In artistic creation the image of Russia has found its full organic unity and universal resonance.
The compensation for what the Church was unable to give fully is due to Russian culture at the end of the XIX and beginning of the XX centuries.
As a result of its free nature, Russian artistic and intellectual culture has voluntarily aimed at violating the insuperable boundaries between the sacred and the profane that had been given the blessing of Orthodox culture.

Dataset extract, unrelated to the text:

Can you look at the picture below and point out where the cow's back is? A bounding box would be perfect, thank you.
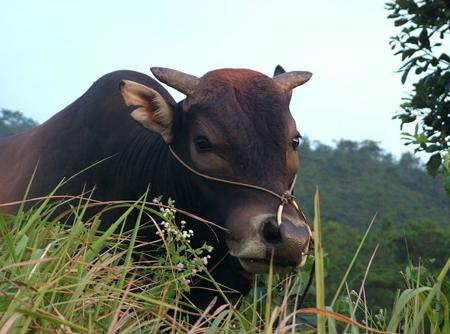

Everybody knows that human creativity has no boundaries. Overall, Russia and the Russian element have been the object of the intellectual re-elaboration of a national principle which has become a universal or, one might say, a cosmic/sacred principle. This is the origin of Dostoevsky's 'Russian as total man' and Vladimir Solovyos's man-god, of so-called Russian Messianism, the extreme manifestation of the Russian idea. Perhaps as a result of what I have said, we can begin to understand the reason for which Russians deify Russia, bowed down before her, and had faith. And for which this humble and 'pitiful' Russia not only did not revolt them but actually inspired the beautification and spiritualisation of the Russian 'other side' of things: the misery, filth, the rags and drunkenness that gave foreigners a sense of disgust, of disdain, and of superiority. Russia, mysteriously blessed by every bounty of the earth, contained in itself all contradictions without being damaged by them. The abyss between 'Holy Russia' and 'Cursed Russia' could only be bridged by repentance, and Russian poets and thinkers were aware of this.